A giant condom inflates over the exhibition stands at Nasrec Exhibition Center, Johannesburg, South Africa, August 2002. (AP Photo/Obed Zilwa)
She highlighted a recent example from a tabloid newspaper which ran an article on an HIV-positive sex worker. “Her dying wish was to meet her idol, a gospel singer. The article completely neglected to mention that ART (antiretroviral therapy) rendered HIV a chronic condition and that HIV infection doesn’t necessarily equate to ‘AIDS death.’ Instead, it just ran with the idea that this sex worker was at death’s door on account of her being HIV-positive.”
Meyer said some newspapers continued to publish misleading and stigmatizing headlines – “often when the article itself is in fact quite accurate and sensitive. Again, there’s a recent example from a story in a local tabloid. The article itself was technically correct, but the headline read, ‘Teacher Bullies AIDS Girl.’ Calling a student an ‘AIDS Girl’ of course is extremely dehumanizing and very stigmatizing.”
Meyer added, “While we understand that newspapers are going to try to sell the news and so sometimes hype it up a bit, in the context of HIV it very quickly runs the risk of driving people who are living with HIV underground and away from safe sex practices.”
‘Ticking time bomb’
While Dlamini said there was “no doubt” that South Africa was managing its AIDS epidemic “a world better” than in the past, she remained “very, very concerned” about certain aspects of it.
“It’s the young people with HIV in this country that I am most worried about,” she emphasized. “We don’t see any programs in place to support and guide kids who were born (in the 1990s and early 2000s) with HIV. How do you think they feel, knowing that they could have been born HIV-free, but were not because of a government that refused to give their mothers ARVs? I can tell you through personal experience that they feel very angry and very depressed.
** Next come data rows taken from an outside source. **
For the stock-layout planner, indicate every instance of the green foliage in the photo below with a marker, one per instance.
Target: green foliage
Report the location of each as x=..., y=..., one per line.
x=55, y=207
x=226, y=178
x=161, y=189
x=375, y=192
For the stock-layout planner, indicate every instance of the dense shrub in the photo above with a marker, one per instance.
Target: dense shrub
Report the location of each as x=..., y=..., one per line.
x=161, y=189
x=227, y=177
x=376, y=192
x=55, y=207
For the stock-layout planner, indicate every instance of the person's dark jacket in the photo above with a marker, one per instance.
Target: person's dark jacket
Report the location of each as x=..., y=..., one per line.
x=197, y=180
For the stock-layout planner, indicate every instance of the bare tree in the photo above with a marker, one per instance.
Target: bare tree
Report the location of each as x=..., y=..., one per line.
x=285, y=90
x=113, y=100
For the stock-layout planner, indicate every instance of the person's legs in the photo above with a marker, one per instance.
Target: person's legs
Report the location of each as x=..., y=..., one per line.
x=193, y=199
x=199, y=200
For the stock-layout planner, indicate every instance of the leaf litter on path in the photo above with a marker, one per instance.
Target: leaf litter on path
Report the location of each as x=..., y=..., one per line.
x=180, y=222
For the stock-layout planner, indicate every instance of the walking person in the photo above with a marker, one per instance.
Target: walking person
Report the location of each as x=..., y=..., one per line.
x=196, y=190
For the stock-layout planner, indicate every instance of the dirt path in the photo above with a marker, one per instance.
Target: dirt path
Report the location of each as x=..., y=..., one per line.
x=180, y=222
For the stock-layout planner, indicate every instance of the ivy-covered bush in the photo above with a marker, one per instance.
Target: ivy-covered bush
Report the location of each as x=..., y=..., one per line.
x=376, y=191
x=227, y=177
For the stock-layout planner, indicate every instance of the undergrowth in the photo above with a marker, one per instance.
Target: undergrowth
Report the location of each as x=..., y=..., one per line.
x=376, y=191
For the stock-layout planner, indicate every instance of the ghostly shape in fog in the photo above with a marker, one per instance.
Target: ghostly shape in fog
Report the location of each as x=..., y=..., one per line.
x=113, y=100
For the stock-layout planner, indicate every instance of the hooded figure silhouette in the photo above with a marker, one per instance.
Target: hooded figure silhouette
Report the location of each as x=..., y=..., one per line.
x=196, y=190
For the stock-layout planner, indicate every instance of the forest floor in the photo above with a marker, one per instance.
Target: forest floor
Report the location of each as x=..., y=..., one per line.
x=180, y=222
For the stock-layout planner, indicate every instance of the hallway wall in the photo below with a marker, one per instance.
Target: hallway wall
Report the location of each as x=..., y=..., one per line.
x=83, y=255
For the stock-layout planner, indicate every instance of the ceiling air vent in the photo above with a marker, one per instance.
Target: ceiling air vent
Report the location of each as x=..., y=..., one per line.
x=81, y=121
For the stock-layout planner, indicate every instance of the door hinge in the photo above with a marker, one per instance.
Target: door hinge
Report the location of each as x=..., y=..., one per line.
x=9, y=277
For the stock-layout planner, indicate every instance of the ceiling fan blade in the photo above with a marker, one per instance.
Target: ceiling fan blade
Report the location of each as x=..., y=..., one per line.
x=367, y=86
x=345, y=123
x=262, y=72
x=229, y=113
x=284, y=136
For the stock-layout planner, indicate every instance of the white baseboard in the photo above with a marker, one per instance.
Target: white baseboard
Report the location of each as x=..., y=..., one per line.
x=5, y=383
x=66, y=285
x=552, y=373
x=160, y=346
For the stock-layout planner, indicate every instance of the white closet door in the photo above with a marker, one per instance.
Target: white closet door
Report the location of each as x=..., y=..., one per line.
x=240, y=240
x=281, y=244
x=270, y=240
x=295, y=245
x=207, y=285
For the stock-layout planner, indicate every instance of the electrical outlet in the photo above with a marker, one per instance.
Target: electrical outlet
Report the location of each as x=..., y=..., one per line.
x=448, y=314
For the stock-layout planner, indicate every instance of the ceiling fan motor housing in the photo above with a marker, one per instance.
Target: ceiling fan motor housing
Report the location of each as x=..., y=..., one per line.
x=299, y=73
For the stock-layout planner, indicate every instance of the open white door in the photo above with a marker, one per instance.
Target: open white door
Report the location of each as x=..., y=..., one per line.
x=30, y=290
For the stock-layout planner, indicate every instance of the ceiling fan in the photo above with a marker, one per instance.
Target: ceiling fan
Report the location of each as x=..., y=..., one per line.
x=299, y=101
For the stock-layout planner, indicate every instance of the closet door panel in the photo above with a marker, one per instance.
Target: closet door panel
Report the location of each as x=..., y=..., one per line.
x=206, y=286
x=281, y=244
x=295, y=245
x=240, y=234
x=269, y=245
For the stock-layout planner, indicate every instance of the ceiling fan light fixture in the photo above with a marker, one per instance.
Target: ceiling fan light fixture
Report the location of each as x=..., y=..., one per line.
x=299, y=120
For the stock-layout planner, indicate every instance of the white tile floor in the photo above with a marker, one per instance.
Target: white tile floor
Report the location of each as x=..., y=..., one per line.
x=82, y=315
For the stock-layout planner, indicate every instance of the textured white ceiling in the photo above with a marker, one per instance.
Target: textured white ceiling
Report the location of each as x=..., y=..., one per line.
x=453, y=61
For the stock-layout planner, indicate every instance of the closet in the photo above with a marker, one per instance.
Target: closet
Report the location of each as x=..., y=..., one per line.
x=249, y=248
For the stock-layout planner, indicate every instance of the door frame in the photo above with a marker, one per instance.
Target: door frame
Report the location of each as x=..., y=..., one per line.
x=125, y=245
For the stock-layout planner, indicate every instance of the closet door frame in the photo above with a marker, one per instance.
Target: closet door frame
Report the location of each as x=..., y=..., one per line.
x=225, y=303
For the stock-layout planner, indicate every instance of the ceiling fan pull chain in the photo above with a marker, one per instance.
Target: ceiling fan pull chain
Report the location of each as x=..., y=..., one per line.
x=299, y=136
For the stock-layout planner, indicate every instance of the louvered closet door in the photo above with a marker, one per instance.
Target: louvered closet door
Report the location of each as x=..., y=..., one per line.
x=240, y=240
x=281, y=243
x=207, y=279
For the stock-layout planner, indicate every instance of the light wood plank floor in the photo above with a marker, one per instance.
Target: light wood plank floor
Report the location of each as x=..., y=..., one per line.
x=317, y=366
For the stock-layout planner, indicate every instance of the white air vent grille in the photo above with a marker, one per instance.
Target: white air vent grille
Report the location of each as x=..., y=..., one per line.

They need help, but they are not getting it.”
Dlamini added that stigma was preventing many young people in South Africa from disclosing that they were infected with HIV.
“This is a ticking time bomb!” she exclaimed. “These kids are at the stage whereby they can go outside and have (unprotected) sex with other kids who are actually HIV-negative. That can actually spread the virus…and it’s happening as we speak.”
‘Conspiracy of silence’
Dlamini said many rural parts of South Africa that she’d visited remained “untouched” by positive developments in the sphere of HIV in the cities.
She explained, “Because of ignorance and stigma, rural people are not being tested and they are infecting one another like hell. There’s still a conspiracy of silence around HIV in many parts of our country. People are still scared of the word ‘HIV.’ Some people are actually dying (of AIDS) inside their homes because they’re afraid to even go to clinics and get checked.”
Thus, for Dlamini, a vision of an HIV-free generation of South Africans is “just a dream” at this stage.
But then she hesitated, and laughed, “South Africa is a place where the impossible becomes possible. The fact that I am alive today proves that. And people thought apartheid would destroy us, but it didn’t. I don’t think AIDS will achieve what apartheid did not.”